Careers after postgraduate study

A postgraduate History degree can be a preparation for an academic career or a means of developing an advantage or specialist skills which allow people to compete in the job market more effectively. 

Non-academic posts

Whilst a number of our MA students go on to work in teaching and we work hard to ensure that PhD students have good academic prospects. Many postgraduates take up other forms of employment.

Breadth and flexibility

The great strength of an undergraduate History degree is its intellectual breadth and flexibility. This makes it attractive to almost any employer who wants analytical and lateral thinkers who can adapt to any work in almost any intellectual environment.  There are numerous professional and managerial jobs which require these skills. However, our MA degrees develop and add to this in several key respects.

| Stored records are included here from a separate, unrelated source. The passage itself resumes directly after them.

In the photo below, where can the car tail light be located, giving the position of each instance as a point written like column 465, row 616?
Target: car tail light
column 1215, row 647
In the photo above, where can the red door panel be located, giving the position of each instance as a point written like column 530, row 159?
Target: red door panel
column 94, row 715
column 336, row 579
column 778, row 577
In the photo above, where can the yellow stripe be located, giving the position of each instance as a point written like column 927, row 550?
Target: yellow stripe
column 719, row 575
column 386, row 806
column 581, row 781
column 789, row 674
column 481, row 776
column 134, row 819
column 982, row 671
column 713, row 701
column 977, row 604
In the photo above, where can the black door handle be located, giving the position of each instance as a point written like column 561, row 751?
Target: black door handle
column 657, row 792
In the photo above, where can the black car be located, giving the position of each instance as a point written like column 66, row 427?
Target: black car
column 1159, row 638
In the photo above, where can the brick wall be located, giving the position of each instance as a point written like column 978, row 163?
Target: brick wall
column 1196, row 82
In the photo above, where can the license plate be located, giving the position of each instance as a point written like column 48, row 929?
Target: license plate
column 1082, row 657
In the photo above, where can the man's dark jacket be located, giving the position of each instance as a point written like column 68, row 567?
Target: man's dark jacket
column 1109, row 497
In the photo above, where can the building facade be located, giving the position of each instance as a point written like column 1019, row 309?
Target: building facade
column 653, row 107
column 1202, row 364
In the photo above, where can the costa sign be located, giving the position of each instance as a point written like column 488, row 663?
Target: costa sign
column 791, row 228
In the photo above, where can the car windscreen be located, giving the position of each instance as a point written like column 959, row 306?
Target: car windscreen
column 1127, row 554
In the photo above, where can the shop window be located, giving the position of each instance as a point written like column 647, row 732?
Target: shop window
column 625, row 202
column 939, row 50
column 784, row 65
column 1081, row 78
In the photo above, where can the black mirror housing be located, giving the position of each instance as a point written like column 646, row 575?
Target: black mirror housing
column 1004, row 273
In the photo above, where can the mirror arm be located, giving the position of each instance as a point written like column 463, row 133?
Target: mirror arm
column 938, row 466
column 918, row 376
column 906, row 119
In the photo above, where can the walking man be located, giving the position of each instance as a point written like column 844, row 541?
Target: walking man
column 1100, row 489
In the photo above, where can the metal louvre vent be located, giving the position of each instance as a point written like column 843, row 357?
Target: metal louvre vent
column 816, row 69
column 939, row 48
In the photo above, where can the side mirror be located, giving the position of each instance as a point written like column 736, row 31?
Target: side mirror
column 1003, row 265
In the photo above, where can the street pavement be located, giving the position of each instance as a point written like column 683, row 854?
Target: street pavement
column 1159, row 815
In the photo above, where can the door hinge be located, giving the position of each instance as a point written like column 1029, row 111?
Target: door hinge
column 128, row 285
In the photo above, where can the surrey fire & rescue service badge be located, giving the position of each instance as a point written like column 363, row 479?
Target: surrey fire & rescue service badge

  • It provides a higher qualification than the upper second class degrees which most applicants for good jobs have these days.
  • An MA demonstrates the capacity to work in a sustained and self-motivated manner because it requires students to work more on their own. This is a key skill to manage projects of all sorts.
  • An MA demonstrates that a student has the capacity to grasp tougher concepts and ideas than those generally faced at undergraduate level. This is an advantage for all posts requiring analytical skills.
  • An MA demonstrates the capacity to independently collect information of all sorts and synthesize it in order to generate new knowledge – a skill sought after in many jobs, especially in the media.
  • Our MA degrees give students the opportunity to see how research is conducted – a skill transferred  to other jobs, especially in policy-related or higher managerial posts.
  • Our MA degrees give you the opportunity to improve or develop a transferable skill from a language (Welsh, French, German, Spanish, Italian, Mandarin Chinese, Japanese, Latin) to IT and specialist research skills.
  • Some MA degrees have a particular relevance, e.g. in archaeology to work in museums, archaeological trusts and other parts of the heritage industry.
  • Our PhD degrees allow people the chance to develop specialist research skills, to become good at presenting information in public and deciphering complex materials.   A number of Bangor PhD students studying contemporary history have found posts conducting policy research for local authorities as a result of these skills.

Academic posts

Early Researcher Development Programme

We make far more effort than most universities to help PhD students develop the skills they need to find academic posts. We help students to devise attractive topics; we help them to attend, speak at and organize conferences; we promote and help early publication of the student’s work; we provide most students with the opportunity to develop teaching skills; through the College of Arts and Humanities, and using real case studies, we teach and demonstrate what is required to obtain posts, and introduce students to publishers, experts in making external grant applications and others who can help them.

Our Early Researcher Development Programme (ERDP) provides training and workshops that will help you develop and maintain the key research, vocational and entrepreneurial skills necessary to meet the demands of your future career.